Chief among the benefits of service-enabling an enterprise’s application landscape are increased organisational agility and reduced overall cost of implementing change.
Schema versioning
We can begin our investigations into the contract and coupling problems that bedevil our ProductSearch service by looking at the issue of schema versioning. The WC3 Technical Architecture Group (TAG) has described a number of versioning strategies that might help us evolve our service’s message schemas in ways that mitigate our coupling problems. These strategies range from the excessively liberal none, which mandates that services must not distinguish between different versions of a schema and must therefore tolerate all changes, to the exceedingly conservative big bang, which requires services to abort if they receive an unexpected version of a message.
Both extremes bring with them problems that inhibit the delivery of business value and exacerbate the total cost of ownership of the system.

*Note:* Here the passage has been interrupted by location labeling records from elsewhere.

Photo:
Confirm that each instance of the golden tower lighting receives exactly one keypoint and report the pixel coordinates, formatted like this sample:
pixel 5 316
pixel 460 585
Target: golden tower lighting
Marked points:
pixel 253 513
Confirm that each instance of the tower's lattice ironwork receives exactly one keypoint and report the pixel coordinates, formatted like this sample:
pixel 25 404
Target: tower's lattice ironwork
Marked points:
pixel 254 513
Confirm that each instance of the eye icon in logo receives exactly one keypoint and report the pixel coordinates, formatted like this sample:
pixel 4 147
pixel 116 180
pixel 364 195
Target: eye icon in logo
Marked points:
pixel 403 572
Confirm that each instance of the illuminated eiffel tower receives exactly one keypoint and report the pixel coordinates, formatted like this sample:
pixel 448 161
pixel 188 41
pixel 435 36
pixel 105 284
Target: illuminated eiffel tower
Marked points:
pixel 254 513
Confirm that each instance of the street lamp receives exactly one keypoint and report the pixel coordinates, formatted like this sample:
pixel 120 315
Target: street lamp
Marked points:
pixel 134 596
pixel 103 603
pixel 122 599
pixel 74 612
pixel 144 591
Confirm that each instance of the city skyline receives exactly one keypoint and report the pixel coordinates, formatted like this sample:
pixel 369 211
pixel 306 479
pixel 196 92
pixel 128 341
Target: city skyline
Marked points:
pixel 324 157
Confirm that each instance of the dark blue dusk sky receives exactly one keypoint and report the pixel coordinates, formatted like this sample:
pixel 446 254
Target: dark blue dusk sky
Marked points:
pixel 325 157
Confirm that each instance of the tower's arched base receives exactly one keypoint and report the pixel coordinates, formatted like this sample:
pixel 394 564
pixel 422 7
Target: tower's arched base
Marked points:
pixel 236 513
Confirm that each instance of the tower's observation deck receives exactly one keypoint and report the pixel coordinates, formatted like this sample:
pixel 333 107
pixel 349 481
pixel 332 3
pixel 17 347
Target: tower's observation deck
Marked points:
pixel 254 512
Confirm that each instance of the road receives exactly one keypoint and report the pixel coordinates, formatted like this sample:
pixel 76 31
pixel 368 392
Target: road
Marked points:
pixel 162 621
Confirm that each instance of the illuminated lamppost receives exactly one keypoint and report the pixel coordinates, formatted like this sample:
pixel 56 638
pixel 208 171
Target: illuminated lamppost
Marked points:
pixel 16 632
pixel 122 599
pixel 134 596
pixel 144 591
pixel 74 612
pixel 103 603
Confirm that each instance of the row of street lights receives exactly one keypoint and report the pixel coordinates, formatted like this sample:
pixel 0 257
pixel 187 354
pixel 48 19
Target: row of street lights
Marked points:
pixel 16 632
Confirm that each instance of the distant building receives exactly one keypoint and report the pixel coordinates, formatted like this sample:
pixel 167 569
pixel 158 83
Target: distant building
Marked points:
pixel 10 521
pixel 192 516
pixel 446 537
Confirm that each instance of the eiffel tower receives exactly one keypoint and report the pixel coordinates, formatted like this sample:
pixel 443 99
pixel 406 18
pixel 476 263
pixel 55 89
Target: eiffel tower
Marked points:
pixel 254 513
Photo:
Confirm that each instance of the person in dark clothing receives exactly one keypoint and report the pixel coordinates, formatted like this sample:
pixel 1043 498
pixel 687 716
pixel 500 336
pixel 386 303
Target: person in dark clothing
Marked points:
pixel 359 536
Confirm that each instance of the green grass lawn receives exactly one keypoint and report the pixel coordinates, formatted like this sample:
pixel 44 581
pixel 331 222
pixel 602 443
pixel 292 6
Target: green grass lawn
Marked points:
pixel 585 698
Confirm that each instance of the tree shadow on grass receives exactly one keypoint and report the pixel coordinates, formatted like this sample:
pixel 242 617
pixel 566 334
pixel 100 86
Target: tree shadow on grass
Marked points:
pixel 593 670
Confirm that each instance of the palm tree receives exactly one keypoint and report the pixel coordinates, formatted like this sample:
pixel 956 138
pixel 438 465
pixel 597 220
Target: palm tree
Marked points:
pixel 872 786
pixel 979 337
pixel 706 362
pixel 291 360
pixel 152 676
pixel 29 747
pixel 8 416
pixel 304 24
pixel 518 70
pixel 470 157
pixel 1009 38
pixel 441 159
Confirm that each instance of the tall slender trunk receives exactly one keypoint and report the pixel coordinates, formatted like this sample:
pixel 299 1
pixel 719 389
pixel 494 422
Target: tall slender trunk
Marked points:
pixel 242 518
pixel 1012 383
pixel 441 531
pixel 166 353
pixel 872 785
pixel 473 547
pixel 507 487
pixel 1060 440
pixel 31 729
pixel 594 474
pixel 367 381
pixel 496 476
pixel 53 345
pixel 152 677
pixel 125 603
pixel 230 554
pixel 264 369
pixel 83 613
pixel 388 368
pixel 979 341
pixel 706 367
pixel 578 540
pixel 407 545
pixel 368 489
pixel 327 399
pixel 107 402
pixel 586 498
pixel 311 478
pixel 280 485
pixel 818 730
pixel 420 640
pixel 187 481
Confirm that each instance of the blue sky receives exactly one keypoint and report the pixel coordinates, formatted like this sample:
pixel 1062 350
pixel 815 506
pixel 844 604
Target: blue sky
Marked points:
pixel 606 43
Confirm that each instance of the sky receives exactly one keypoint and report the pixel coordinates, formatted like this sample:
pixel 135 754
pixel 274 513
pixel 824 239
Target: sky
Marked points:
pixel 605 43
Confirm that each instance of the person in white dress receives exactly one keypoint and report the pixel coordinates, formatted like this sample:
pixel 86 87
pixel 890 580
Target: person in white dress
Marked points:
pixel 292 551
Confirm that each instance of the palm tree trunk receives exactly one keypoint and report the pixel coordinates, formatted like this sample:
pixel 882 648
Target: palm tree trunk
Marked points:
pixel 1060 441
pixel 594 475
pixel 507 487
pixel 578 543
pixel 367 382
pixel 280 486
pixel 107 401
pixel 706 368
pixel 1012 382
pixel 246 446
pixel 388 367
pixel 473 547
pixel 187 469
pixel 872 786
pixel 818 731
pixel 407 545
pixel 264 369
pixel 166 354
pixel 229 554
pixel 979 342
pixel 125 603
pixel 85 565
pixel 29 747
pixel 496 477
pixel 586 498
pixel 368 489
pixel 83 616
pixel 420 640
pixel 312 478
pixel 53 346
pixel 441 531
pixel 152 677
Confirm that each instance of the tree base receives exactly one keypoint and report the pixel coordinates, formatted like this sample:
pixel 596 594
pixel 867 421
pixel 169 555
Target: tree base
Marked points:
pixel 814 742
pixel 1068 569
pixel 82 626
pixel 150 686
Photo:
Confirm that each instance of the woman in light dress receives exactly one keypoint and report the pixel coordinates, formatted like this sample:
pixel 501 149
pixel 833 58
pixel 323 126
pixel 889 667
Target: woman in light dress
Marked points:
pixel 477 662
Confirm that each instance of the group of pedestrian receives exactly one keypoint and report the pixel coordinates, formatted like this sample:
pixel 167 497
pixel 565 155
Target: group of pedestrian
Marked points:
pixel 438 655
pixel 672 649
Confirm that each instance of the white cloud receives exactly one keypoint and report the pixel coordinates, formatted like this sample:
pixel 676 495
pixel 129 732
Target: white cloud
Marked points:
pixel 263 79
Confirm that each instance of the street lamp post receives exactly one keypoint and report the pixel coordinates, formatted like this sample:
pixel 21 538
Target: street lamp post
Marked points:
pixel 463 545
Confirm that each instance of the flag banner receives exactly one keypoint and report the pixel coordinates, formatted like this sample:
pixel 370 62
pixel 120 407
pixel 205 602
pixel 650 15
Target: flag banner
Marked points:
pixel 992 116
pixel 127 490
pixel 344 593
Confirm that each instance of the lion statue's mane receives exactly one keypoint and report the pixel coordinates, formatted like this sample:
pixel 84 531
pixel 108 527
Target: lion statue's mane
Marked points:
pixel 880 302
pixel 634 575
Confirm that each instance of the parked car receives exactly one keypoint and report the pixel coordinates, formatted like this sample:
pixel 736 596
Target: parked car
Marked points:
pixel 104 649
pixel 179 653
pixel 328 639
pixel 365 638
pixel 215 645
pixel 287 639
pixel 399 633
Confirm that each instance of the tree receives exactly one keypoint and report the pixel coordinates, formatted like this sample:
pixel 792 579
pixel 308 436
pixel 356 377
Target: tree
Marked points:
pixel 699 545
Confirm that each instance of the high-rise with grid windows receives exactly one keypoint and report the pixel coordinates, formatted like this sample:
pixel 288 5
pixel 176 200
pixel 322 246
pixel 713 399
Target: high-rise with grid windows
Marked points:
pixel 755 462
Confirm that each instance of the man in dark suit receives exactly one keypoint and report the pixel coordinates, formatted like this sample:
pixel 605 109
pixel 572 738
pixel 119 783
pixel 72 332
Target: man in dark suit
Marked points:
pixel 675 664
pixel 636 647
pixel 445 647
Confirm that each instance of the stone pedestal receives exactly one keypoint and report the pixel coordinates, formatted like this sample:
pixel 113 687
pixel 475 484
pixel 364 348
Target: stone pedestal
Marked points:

Explicit and implicit “no versioning” strategies result in systems that are alike in being unpredictable in their interactions, fragile and costly to change downstream. Big bang strategies, on the other hand, give rise to tightly coupled service landscapes where schema changes ripple through providers and consumers, disrupting uptime, retarding evolution and reducing revenue generating opportunities.
Our example service community effectively implements a big bang strategy. Given the costs associated with enhancing the business value of the system, it is clear that the providers and consumers would benefit from a more flexible versioning strategy – what the TAG finding calls a compatible strategy – which provides for backwards- and forwards-compatible schemas.
In the context of evolving services, backwards-compatible schemas enable consumers of newer schemas to accept instances of an older schema: a service provider built to handle new versions of a backwards-compatible request, say, could nonetheless still accept a request formatted according to an old schema. Forwards-compatible schemas, on the other hand, enable consumers of older schemas to process an instance of a newer schema. This is the sticking point for the existing ProductSearch consumers: if the search result schema had been made forwards-compatible when first put into production, the consumers would be able to handle instances of the new version of the search result without breaking or requiring modification.